Grammar2Regex converts context-free grammars to regular expressions.
Left- and right-linear grammars are always converted precisely.
Furthermore, some grammars with a regular language but a more general shape can also be converted.
For example, a rule <N> ::= a<A><N>
is not right-linear due to the occurrence of <A>
; but if <A>
does not reach <N>
and everything else is regular, we obtain a precise regular expression by computing the regular expression for <A>
and inserting it into the rule for <N>
.
For grammars with a non-regular language or a suboptimal shape, we "unwind" problematic expansion elements. This step loses information, but enables us to compute under-approximating regular expressions for arbitrary context-free grammars. Grammar2Regex returns expressions either in a custom ADT format suitable for further processing or as ReRef objects of the z3 SMT solver.

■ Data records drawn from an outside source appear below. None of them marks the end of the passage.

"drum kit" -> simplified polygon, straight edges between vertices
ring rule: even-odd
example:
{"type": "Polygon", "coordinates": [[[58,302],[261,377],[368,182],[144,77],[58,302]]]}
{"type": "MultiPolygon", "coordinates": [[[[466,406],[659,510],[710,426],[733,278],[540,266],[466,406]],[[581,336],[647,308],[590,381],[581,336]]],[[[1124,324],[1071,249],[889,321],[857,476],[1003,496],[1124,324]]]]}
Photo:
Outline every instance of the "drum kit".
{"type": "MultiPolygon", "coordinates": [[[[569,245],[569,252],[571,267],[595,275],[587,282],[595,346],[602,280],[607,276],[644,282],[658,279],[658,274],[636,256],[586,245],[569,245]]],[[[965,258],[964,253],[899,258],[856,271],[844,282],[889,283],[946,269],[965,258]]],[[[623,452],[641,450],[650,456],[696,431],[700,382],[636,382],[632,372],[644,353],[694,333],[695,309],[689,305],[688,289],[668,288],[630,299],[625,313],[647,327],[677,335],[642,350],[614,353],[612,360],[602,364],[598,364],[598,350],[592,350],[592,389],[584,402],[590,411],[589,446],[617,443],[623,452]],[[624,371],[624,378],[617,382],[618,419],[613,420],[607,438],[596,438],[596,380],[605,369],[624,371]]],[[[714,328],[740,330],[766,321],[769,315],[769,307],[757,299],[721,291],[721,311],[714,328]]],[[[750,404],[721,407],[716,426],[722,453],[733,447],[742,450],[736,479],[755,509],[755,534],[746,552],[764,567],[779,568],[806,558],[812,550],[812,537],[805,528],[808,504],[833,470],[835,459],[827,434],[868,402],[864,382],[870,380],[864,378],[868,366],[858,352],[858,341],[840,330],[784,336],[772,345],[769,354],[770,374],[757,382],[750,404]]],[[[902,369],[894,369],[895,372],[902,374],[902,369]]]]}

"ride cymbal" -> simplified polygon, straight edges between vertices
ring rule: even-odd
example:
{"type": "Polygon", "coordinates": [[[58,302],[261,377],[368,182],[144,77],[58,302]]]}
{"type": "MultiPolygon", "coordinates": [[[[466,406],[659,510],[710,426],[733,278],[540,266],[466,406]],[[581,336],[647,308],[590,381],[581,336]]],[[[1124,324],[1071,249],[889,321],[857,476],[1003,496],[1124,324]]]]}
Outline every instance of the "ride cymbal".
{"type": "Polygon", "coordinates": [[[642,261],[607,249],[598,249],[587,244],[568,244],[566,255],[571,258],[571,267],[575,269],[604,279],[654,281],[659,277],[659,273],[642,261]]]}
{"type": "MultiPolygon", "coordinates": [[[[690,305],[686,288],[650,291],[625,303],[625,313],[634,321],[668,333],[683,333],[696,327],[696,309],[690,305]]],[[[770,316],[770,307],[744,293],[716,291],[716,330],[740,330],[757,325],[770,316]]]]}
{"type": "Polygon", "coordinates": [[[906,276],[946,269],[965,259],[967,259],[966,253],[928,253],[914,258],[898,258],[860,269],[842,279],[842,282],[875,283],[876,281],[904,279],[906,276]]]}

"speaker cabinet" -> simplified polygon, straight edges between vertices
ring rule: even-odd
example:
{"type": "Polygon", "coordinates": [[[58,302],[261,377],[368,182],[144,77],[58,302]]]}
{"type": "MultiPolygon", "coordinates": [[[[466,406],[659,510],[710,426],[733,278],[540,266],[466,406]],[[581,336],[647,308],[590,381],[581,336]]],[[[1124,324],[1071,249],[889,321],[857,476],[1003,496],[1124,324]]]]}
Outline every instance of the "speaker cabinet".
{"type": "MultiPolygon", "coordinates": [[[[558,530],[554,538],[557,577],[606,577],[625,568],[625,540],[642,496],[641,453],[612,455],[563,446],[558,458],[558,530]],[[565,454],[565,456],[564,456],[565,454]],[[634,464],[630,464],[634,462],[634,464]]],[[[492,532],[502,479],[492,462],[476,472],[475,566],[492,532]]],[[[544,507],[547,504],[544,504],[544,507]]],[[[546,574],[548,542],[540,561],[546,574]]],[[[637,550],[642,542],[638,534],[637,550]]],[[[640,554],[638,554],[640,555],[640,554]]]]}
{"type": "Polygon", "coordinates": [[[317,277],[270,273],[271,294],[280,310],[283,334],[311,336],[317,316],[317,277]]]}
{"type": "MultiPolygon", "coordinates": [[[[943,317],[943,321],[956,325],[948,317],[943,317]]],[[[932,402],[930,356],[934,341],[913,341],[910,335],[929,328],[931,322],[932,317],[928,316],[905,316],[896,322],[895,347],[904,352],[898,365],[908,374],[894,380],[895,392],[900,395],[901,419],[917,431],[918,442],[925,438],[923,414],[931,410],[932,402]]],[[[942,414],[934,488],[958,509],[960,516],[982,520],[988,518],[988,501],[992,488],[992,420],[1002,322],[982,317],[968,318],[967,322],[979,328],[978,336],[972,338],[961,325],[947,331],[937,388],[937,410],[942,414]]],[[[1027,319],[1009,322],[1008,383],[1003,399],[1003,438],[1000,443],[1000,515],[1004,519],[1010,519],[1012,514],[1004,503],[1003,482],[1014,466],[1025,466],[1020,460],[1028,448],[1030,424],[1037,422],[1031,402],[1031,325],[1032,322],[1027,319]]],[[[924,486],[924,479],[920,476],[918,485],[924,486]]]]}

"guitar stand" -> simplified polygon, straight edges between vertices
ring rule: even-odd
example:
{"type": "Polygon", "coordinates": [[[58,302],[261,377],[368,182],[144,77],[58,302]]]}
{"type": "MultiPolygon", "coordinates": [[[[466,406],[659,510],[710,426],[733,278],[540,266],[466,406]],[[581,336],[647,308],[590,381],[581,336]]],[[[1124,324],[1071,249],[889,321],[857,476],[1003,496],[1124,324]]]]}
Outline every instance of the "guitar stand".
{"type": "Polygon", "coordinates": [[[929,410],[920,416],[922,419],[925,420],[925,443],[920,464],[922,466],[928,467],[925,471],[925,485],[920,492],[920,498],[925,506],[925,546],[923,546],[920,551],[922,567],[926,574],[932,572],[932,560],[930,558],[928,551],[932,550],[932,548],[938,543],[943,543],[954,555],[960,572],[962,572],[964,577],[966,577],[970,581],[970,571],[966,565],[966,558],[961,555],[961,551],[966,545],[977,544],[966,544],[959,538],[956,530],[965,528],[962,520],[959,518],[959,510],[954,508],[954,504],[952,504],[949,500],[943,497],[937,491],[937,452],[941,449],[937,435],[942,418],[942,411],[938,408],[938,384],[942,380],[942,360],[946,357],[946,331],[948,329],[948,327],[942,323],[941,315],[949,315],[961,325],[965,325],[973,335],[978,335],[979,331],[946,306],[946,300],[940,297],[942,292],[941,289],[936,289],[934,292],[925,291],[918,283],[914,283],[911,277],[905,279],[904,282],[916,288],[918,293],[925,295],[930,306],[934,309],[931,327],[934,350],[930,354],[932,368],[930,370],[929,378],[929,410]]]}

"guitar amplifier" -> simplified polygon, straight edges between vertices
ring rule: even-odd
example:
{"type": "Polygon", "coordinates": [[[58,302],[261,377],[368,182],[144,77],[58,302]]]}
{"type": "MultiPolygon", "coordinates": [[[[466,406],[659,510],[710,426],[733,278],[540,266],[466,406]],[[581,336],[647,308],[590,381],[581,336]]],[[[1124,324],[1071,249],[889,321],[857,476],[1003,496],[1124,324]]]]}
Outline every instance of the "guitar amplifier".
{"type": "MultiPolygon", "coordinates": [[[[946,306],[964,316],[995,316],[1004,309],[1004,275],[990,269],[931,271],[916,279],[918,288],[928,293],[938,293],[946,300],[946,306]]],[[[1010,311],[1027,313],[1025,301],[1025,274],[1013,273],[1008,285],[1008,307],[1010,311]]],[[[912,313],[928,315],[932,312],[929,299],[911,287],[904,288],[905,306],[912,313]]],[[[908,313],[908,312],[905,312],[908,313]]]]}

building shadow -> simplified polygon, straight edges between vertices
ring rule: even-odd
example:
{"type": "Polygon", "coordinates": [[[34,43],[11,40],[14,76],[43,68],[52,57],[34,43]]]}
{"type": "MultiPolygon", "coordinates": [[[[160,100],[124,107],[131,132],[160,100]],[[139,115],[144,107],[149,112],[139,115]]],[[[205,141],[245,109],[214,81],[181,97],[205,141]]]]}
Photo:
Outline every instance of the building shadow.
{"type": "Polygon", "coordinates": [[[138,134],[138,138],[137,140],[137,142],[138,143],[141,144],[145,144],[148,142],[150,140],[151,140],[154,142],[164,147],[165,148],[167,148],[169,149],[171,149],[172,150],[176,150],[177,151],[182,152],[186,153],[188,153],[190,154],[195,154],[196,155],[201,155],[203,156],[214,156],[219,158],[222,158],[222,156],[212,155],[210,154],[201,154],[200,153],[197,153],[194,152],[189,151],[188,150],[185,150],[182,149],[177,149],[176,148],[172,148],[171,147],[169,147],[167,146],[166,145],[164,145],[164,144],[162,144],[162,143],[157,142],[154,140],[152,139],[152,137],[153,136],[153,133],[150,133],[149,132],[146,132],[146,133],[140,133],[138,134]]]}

Consider the following grammar of XML attribute or tag name identifiers:
import string
from typing import Dict, List
from fuzzingbook.Grammars import srange
xml_id_grammar: Dict[str, List[str]] = {
"<start>": ["<id>"],
"<id>": [
"<id-no-prefix>",
"<id-with-prefix>"
],
"<id-no-prefix>": [
"<id-start-char>",
"<id-start-char><id-chars>",
],
"<id-with-prefix>": ["<id-no-prefix>:<id-no-prefix>"],
"<id-start-char>": srange("_" + string.ascii_letters),
"<id-chars>": ["<id-char>", "<id-char><id-chars>"],
"<id-char>": ["<id-start-char>"] + srange("-." + string.digits),
}
Our chosen grammar format is the one from the Fuzzing Book.
This grammar can be precisely converted into a regular expression:
from grammar_to_regex.cfg2regex import RegexConverter
converter = RegexConverter(xml_id_grammar, compress_unions=True)
print(converter.to_regex('<start>', convert_to_z3=False))
which yields an object of type grammar_to_regex.regex.Regex
, in pretty print:
((["-" .. "."] | ["0" .. "9"] | ["A" .. "Z"] | "_" | ["a" .. "z"])* • (["-" .. "."] | ["0" .. "9"] | ["A" .. "Z"] | "_" | ["a" .. "z"]))
You can also obtain an output in the regular expression format of the z3 SMT solver
if you need this for further processing (simply omit the convert_to_z3=False
or set that parameter to
True
).
Grammar2Regex requires Python 3.10.
To install Grammar2Regex, run
pip install grammar_to_regex
To install it locally for testing, check this repository out and run
pip install -e .[test]
This project is licensed under the GNU GENERAL PUBLIC LICENSE v3. It is maintained by Dominic Steinhöfel.